NHSProviders homepage

Working better together in neighbourhoods

What does this mean for the national level?

The role of national bodies, such as NHS England, DHSC and HM Treasury, as well as national charities and organisations, is to create the conditions and permission for change and to inspire the advancement of neighbourhood working as a core part of delivering on a broad set of policy goals. 

National frameworks and policy documents such as the Fuller stocktake provide valuable guidance and validation for the work being done at the local level. However, the hyper-local nature of these initiatives and their adaptation to local contexts does not lend itself to a standardised or directive model of change. This means taking a high-trust and light-touch approach to supporting and funding change and monitoring progress. 

In addition to the practical steps at the neighbourhood and system and place level set out in the previous section, we have also identified specific policy recommendations at the national level which would facilitate good neighbourhood working to develop.

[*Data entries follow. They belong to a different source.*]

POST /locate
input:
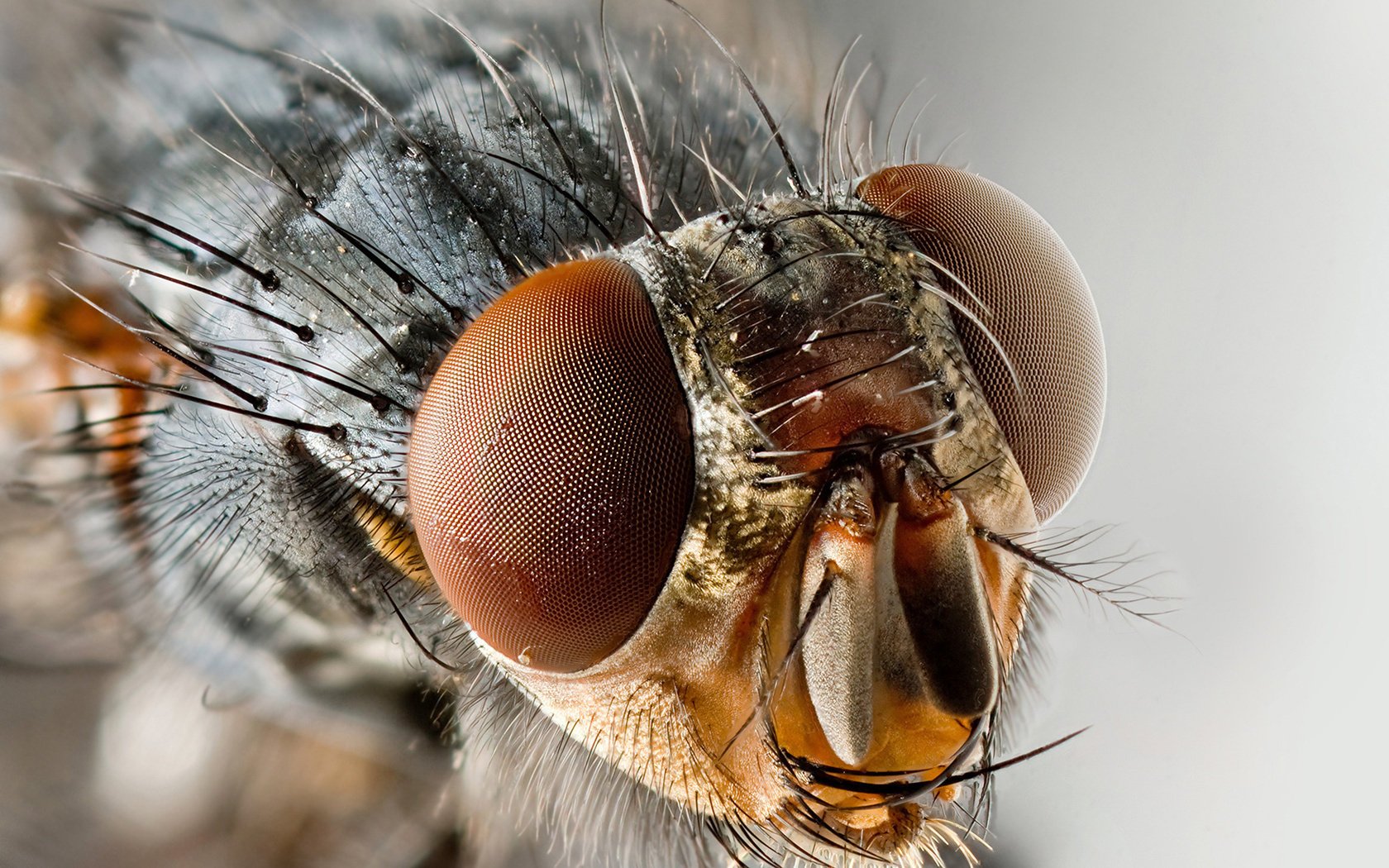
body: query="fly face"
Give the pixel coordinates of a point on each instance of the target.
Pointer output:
(723, 508)
(749, 486)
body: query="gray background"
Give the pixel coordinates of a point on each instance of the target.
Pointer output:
(1221, 174)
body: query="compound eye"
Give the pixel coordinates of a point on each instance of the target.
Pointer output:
(1027, 289)
(551, 467)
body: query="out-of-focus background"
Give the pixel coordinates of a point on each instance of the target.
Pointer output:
(1220, 173)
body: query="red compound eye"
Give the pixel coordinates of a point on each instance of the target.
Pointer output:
(551, 467)
(1037, 304)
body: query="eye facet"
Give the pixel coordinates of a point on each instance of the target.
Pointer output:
(1031, 295)
(551, 467)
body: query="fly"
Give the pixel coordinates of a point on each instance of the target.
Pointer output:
(703, 479)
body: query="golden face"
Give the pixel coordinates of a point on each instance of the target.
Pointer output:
(700, 494)
(747, 484)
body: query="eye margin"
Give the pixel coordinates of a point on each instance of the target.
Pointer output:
(1024, 286)
(545, 624)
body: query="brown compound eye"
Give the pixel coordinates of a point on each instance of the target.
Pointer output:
(551, 467)
(1029, 293)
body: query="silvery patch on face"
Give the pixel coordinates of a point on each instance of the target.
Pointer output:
(688, 459)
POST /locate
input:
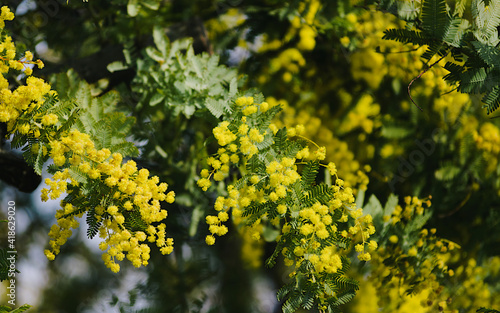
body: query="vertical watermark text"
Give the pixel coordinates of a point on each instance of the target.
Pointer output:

  • NHS England and the DHSC need to embed these ideas in the new ten-year plan for the NHS. The shift to a community-first approach should be recognised as one of the biggest change programmes in the statutory sector’s history and supported as such. The ten-year engagement planning and health mission delivery board should have a specific focus on greater devolution as part of NHS reform. prioritising new models that strengthen community-based health, unlock community assets and strengthen local decision-making.  However, they need to accept that the models have to be developed locally and resist the temptation to develop national templates and exemplars or to reinvent the project management approach used for the integrated care vanguard programme. 
  • Much more devolution of decision-making and less central direction in how NHS England operates is required.  This is needed to create the space and energy for neighbourhood working to flourish. 
  • NHS England should make changes to create a funding regime that is more supportive of this new settlement: 
  1. Each ICS should be encouraged and empowered to use flexibility within the existing NHS Payment Scheme to support local innovation and experimentation
  2. Adapt the NHS Payment Scheme in 2026 to include outcomes-based payments. This will enable ICSs to create the better financial incentives to support a leftward shift in services and resources towards primary and community care.
  3. Implement the Hewitt review’s recommendations related to how non-recurrent funding is managed, with fewer stipulations on how it is used locally, and reducing the number of national targets, focusing more on outcomes than activity. 
  • DHSC and NHS England should shift the NHS to multi-year funding and planning cycles aligned with local authorities, to enable long-term planning and accelerate integration in budget management, planning and delivery between health and local government. HM Treasury should help to facilitate this change.
  • DHSC and the Ministry of Housing Communities and Local Government should review Better Care Fund and Section 75 arrangements and consider how they can make pooling budgets easier, including by reducing the reporting and governance requirements associated with them. 
  • NHSE and DHSC should revise the GP contract to create greater devolved accountability, strengthening primary care’s capacity to play a leading role in neighbourhood health models. Reviewing the Carr-Hill formula will be key to strengthening investment in some of the most deprived communities.
  • NHS England should ensure that evidenced approaches are documented and available for system, place and neighbourhood partners to draw from as they develop their local approaches. These should particularly include examples that combine community and statutory leadership.
  • Cross-government action is required to promote this agenda. Government should convene cross-departmental work with an alliance of organisations at national level that are leading or driving change in neighbourhood health across health, local authority, business, communities and voluntary sector to inform future policy planning. This should include the development of more routes for schemes to obtain seed-corn funding to promote local initiatives.